Poindexter got nailed for lying to Congress but was later pardoned.
Back to
Aldridge:
"We established a project
within DARPA, the Defense Advanced Research Project Agency, that would develop
an experimental prototype -- underline, experimental prototype, which we call
the Total Information Awareness System. The purpose of TIA would be to
determine the feasibility of searching vast quantities of data to determine
links and patterns indicative of terrorist activities."
Aldridge reeled
off the TIA research menu: rapid language translation, using computer
voice-recognition techniques; discovery of connections between transactions --
such as passports; visas; work permits; driver's license; credit card; airline
tickets; rental cars; gun purchases; chemical purchases -- and events -- such
as arrest or suspicious activities and so forth.
What about
privacy? Aldridge is soothing: "We're designing this system to ensure
complete anonymity of uninvolved citizens, thus focusing the efforts of law
enforcement officials on terrorist investigations."
This is too much
for one reporter, who cries out, " How is this not domestic spying?
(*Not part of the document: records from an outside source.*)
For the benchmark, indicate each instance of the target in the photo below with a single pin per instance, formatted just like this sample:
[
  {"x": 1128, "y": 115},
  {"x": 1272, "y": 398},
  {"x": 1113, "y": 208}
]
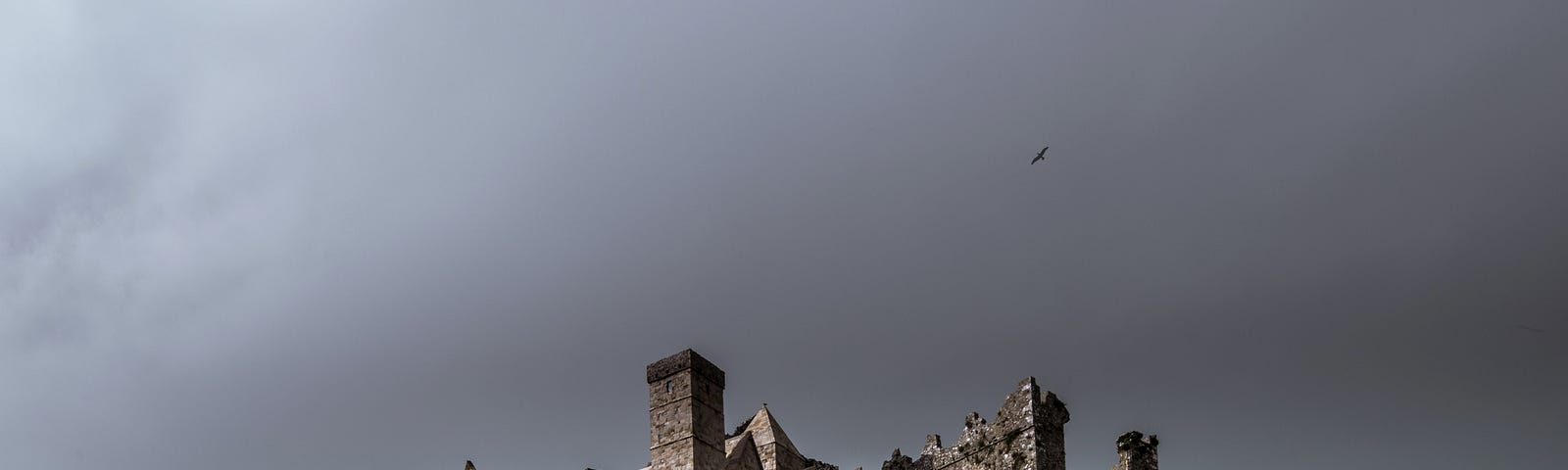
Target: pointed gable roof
[
  {"x": 744, "y": 456},
  {"x": 765, "y": 430}
]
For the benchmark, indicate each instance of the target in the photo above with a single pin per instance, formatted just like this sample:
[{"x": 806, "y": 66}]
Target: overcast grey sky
[{"x": 405, "y": 234}]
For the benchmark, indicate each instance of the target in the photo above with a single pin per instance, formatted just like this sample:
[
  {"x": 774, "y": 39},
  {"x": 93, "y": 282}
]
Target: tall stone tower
[
  {"x": 686, "y": 414},
  {"x": 1136, "y": 451}
]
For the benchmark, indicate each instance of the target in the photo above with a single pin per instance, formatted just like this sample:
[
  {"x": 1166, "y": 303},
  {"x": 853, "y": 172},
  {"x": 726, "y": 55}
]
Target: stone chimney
[{"x": 686, "y": 412}]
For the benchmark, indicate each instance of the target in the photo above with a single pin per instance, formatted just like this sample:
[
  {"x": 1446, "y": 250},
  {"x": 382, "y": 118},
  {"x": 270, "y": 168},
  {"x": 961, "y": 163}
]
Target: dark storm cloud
[{"x": 400, "y": 235}]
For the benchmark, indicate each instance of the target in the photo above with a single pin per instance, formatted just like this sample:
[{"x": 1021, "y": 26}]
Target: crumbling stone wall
[
  {"x": 1027, "y": 435},
  {"x": 1136, "y": 451}
]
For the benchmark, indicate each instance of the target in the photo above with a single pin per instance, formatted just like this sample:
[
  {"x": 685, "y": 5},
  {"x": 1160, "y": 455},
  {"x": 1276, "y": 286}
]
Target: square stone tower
[{"x": 686, "y": 414}]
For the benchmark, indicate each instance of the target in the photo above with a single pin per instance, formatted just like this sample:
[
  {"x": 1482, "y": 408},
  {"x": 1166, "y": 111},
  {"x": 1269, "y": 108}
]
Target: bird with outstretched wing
[{"x": 1042, "y": 156}]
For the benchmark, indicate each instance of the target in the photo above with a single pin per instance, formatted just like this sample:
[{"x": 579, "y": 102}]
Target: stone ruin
[{"x": 686, "y": 415}]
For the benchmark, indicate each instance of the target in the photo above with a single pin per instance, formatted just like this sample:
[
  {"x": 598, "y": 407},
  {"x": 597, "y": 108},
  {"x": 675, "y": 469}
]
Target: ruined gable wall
[{"x": 1027, "y": 435}]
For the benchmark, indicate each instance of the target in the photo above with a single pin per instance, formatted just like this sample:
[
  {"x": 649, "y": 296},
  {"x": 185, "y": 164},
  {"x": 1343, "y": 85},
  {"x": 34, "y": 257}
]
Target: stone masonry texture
[
  {"x": 1137, "y": 451},
  {"x": 686, "y": 415}
]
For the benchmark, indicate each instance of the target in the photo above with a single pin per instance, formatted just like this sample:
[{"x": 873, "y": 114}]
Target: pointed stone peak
[
  {"x": 744, "y": 454},
  {"x": 765, "y": 430}
]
I
don't understand this. You have these vast databases that you're looking for
patterns in. Ordinary Americans, who aren't of Middle East origin, are just typical,
ordinary Americans, their transactions are going to be perused."
"It is a
technology that we're developing," Aldridge offers by way of response,
meaning that DARPA is merely assembling the software package. "We'll have
to operate under the same legal conditions as we do today that protects
individuals' privacy when this is operated by the law enforcement agency."
The press
dutifully howled about Big Brother and Orwell, which is perfectly fine, but
which misses the sad truth that DARPA is limping along in the wake of reality.
For most practical purposes Total Information Awareness got here years ago.
Police reports, criminal record, mortgage records, credit history, medical
history, former employment, DMV data either lawfully or with artifice any
competent private investigator can get the skinny on you. Wiretaps? My local
lineman tells me that years ago the cops stopped even asking the phone company
for an okay to monitor calls. Try buying a gun and see how many questions you
have to answer.
I took a
Gloucester canary to the Arcata Animal Hospital the other day to have a cyst
gouged out of its wing, and was handed a form demanding not only such intimate
details as whether I fed my birds green vegetables but also my social security
number. Back in 1936 they said these numbers would be secret and (so the late,
great Murray Kempton used to recall) Republican presidential candidate Alf
Landon, campaigning against Social Security, used to proclaim, "Mark my
words, that number will follow you from cradle to grave." He was right
about that one.
Not so long ago
our friend, and CounterPuncher, Susan Davis, a professor of communications at
the University of Illinois in Urbana, described how at work one day, she'd gone
to Amazon on her computer and ordered up a used copy of Estelle Friedman and
John D' Emilio's breakthrough book Intimate Matters: a History of
Sexuality in America.
You can guess
what the Amazon server did next. It brought to Susan's attention a long and
most unchaste list of books about sex. But since she was writing a profile for CounterPunch of Gershon Legman, a folklorist
who was also a sex researcher she skimmed these lists to see if there's
anything she could use. Up popped "A Mind of Its Own: A Cultural History
of the Penis," with enthusiastic academic as well as popular reviews.
Susan added
"A Mind of Its Own" to her shopping cart, browsed some more, placed
her order, picked up her papers and went off home. Her husband met at the door
with an upset look at his face. "You've just had an urgent call from
Capital One Visa. They want you call back RIGHT away!"
In Susan's
ensuing conversation with CapitalOne Visa, a young woman inquired whether she
had just placed several orders with "a bookstore, for items totaling about
$45". Susan allowed as how she had. What was the problem? "I've done
much bigger volume in a single day than that." "Just a routine
check," said the woman. "Is it the content of what I bought?"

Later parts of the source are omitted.